Laurie Frankel
Make your own umbrella stand using a small wood table.

Summer's here, and so are its many pleasures. It's time to head to the beach, barbecue with friends, chase fireflies and enjoy the freshest local produce. Start your sunny season on the right foot with these "Good Things."

A better stake: After pruning trees and shrubs in the yard, save the trimmed branches to support returning perennials. They'll be free and plentiful, not to mention more natural looking than metal or plastic spikes. Look for branches with lots of little twigs, and stake three to five of them around each plant. As the plant grows, its foliage will gradually wind around the network of twigs.

A tough nut to crack: Make this the summer of conquering the coconut. Working on a slip-resistant mat, use the back edge of a heavy chef's knife or cleaver to tap all along the equator of the coconut. When it cracks, pry it open a bit, and drain the coconut milk into a bowl. Continue to tap until the coconut splits open. Separate the flesh from the shell with a sharp paring knife.

Flash freeze: Here's a great way to chill beverages in time for an impromptu backyard barbecue. Place wine or other bottled beverages in a bucket. Add a layer of ice, followed by a layer of salt (coarse or table), and repeat until you almost reach the top. Fill the bucket with cold water to just below the ice line. The water in the ice bucket will be colder than normal, chilling the libations in less than 10 minutes.

Burger basics: One of the secrets to perfectly grilled hamburgers is making each patty symmetrical.

Using a measuring cup, shape meat into 1-inch-thick rounds. Tap back of cup to remove; then indent patties with your hand to prevent doming (which causes condiments to slip).

Made in the shade: Table-and-umbrella tandems are often found on patios and decks, where they provide sheltered seating for large groups. Why not adapt the concept to more intimate settings? You will need a small wooden table, plus an outdoor umbrella that's proportional to the table. Using a drill with a hole-saw attachment that's slightly larger than the diameter of the umbrella pole, make a hole in the center of the table. Paint the table (as well as matching all-weather chairs, if you like) and insert the pole through the hole and into the stand.

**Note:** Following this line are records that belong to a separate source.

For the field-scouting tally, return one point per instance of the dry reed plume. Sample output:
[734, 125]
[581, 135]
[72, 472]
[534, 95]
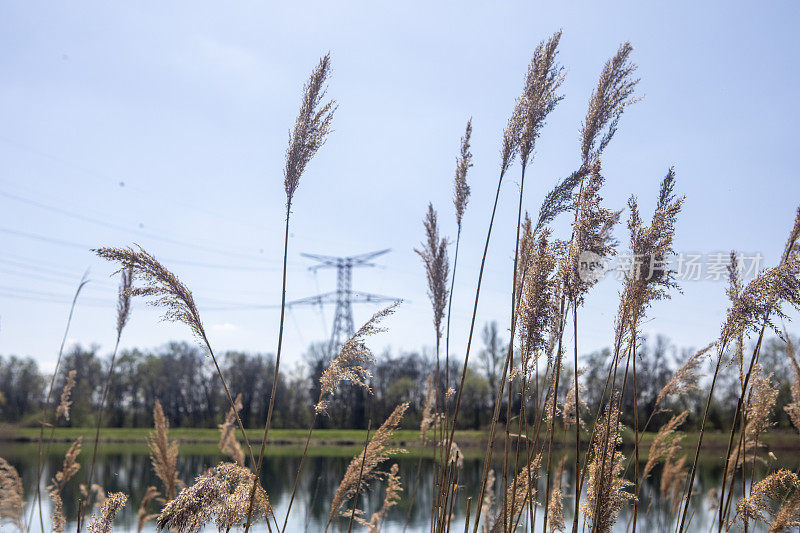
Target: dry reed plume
[164, 453]
[363, 467]
[782, 487]
[606, 492]
[666, 443]
[222, 493]
[351, 363]
[434, 255]
[487, 505]
[461, 188]
[69, 468]
[519, 491]
[142, 516]
[12, 500]
[793, 408]
[311, 128]
[685, 378]
[613, 94]
[310, 132]
[111, 506]
[62, 411]
[393, 490]
[95, 490]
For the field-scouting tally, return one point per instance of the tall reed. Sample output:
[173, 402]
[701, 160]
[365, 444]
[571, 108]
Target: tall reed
[310, 132]
[81, 285]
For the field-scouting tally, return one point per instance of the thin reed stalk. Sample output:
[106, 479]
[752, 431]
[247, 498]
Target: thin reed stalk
[310, 133]
[123, 314]
[81, 285]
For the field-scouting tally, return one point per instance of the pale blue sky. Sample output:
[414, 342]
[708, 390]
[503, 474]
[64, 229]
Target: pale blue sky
[189, 105]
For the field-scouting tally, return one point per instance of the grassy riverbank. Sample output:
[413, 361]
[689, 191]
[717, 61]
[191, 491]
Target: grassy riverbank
[350, 437]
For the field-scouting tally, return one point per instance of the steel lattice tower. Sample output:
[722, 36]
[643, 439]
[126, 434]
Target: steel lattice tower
[344, 297]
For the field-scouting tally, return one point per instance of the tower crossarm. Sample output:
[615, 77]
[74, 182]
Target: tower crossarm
[319, 299]
[365, 297]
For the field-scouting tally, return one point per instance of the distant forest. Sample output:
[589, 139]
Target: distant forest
[182, 378]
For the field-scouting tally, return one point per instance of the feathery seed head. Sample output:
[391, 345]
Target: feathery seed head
[111, 506]
[124, 299]
[461, 193]
[364, 465]
[12, 501]
[762, 299]
[221, 493]
[161, 284]
[793, 408]
[591, 234]
[685, 378]
[164, 453]
[227, 439]
[142, 515]
[311, 128]
[614, 92]
[350, 363]
[540, 96]
[434, 255]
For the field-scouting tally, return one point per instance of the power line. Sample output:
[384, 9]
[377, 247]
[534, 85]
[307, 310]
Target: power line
[105, 224]
[88, 247]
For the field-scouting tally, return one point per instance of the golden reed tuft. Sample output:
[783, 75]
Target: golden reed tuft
[164, 453]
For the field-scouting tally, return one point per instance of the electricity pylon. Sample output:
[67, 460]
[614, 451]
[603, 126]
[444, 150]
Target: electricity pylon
[344, 297]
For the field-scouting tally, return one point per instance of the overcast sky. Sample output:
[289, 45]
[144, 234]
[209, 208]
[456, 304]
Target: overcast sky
[166, 125]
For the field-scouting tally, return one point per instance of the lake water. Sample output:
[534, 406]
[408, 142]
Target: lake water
[127, 469]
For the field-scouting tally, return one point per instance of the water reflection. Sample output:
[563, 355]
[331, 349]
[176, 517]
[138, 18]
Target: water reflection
[128, 469]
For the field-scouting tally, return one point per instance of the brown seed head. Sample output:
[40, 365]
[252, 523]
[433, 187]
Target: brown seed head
[540, 96]
[111, 506]
[366, 462]
[351, 362]
[311, 128]
[159, 283]
[461, 194]
[434, 256]
[614, 92]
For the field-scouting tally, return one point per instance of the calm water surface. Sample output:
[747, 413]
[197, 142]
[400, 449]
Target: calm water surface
[127, 469]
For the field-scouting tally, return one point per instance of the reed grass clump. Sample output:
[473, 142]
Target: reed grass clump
[221, 494]
[363, 467]
[12, 495]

Perfectly centered: Turn that umbrella pole in the middle of your patio table to your advantage. To create a centerpiece, use a Bundt pan, gelatin mold or any pan with a hole in the middle. The pole will slip through, leaving a ring of blooms all around it. (Be sure the pole fits through the hole.) And unless your style runs to industrial modern, you may want to spray-paint the outside of the pan with an exterior high-gloss enamel. Use floral foam to keep the arrangement in place.

Weight on tables: These tassels will keep the wind from blowing your tablecloth into the neighbor's pool. Wrap strands of colored raffia lengthwise around a 3 1/2-inch-by-2-inch piece of cardboard several times. Thread a 6-inch piece through the top; knot to create top of tassel, then knot again at ends to form loop. Cut raffia bottom to create fringe. Place a fishing weight inside bundle toward top; tie a knot below weight using more raffia. Make four tassels total. Sew decorative buttons onto each corner of the tablecloth, and hang tassels by loops.

Fire and water: To create an illuminating centerpiece, place a glass cylindrical vase inside another that is slightly larger (secure them with floral adhesive), and then pour tinted water in between them. Pillar candles are best for this project; not only are they pretty, but their weight will further anchor the interior vase. For added light play, make a series of these centerpieces in different shades of the same hue (a few extra drops of food coloring will yield the desired contrast).

Snipping point: As many cooks will vouch, the secret to great grilled shrimp is cooking them in their shells — a technique that prevents the flesh from drying out or burning. To spend more time eating and less time peeling, prep the shrimp before they go onto the grate. Cut down the back of each shrimp using kitchen shears (devein while you snip), and the shells will easily come off later.